The sense that the world was teetering on the edge of destruction even as it was experiencing earth-shattering social and political change is the engine that drives those portions of the film, which shows with great poignancy the political education of both father and son. In the Gaines family, as was the case in many black families, arguments over civil rights and the best ways to achieve equality resulted in silence, rejection and disengagement.
The black community never has been and never will be a monolith. Black newspapers called Martin Luther King Jr. a communist when he spoke out against the Vietnam War. Some black businessmen dreaded the dawn of integration, fearing that it would, as it did, destroy the foundation of many black enterprises. The Klan and Southern white powerbrokers could pay a black informant as little as $300 for tips and information that resulted in the death of someone active in the movement.
Back then, I got loud and proud as a student at American University. I worked with the Black Student Union, volunteered “in the community” with Marion Barry’s Pride Inc. and raised money for a local “freedom school.” My heart nearly broke as I watched the scenes in the film of bitter conflict between father and son and mother and son over politics and pride. I remembered the mocking jokes of some of my family members at summer picnics — “Come here, Marita, and shake some of that black power on my hot dog.”
My father forced me to get rid of my Afro and told me that the only color that mattered to him was green. When I wrote a letter to my minister uncle to explain what this new angry quest for identity and justice meant, he refused to open the letter and instead tore it up and threw it back at me.
I too was vain and arrogant as only a youth can be when I told my mother, in another of the seemingly endless arguments about politics, “We won’t make any progress until your entire generation dies off.”
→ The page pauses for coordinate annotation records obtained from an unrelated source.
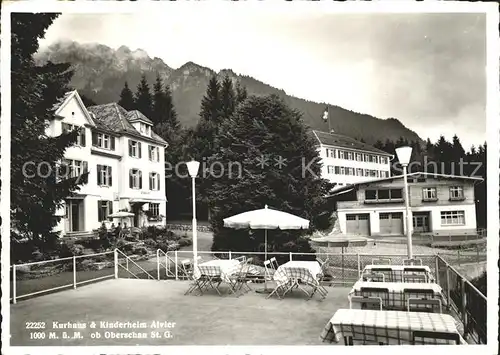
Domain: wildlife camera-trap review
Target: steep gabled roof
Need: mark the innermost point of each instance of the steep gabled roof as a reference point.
(115, 118)
(339, 140)
(343, 189)
(63, 101)
(136, 115)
There is a moment in the film when Gloria (Winfrey) breathlessly, angrily reminds her son, who displays an arrogance designed to best and belittle his father, “Everything you have and everything you are is because of that butler.”
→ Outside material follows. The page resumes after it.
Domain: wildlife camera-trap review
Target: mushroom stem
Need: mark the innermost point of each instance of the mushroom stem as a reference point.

My parents did not live to witness my career as a writer whose work has been so deeply entwined with the defining moments of the political and cultural changes of the ‘60s. We may have disagreed about many things, but I too know that everything I am and every word I write is because of my parents — the father who, as my first writing teacher, told me bedtime stories about Frederick Douglass and Sojourner Truth and the mother who told me that one day I was going to write a book.
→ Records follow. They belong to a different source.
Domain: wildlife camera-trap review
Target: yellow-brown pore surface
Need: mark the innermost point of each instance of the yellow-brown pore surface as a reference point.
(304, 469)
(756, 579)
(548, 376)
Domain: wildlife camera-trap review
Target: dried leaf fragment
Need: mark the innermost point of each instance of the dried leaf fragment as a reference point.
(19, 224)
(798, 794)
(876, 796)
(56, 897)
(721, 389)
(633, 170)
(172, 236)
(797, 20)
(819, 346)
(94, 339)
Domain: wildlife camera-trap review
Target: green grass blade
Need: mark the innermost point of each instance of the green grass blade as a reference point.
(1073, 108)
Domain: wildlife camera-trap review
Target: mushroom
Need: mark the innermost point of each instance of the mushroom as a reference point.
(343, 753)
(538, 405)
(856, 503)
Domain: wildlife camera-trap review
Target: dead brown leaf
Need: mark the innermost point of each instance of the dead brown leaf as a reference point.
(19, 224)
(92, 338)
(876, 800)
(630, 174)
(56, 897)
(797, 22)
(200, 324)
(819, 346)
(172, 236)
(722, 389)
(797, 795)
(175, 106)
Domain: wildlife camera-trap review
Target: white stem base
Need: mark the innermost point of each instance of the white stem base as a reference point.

So much of what makes this film a must-see is its nuanced portrayal of the life that Gaines lives outside the walls of the White House; he loves a son whose choices he cannot fathom and a wife to whom he gives everything but himself.
The Butler is essentially the story not just of one man, but of a family that witnesses history, as all families do. This is the story of how we make history with brave, bold decisions and with small moments when we simply can’t take it anymore. We are all children and the creators of history. History is our past, our families, our love, our loyalty, our faith. We are all Cecil Gaines. We are all the butler.
Marita Golden is the author of more than a dozen works of fiction and nonfiction. She is president emeritus of the Hurston/Wright Foundation, which works to discover and educate African American writers.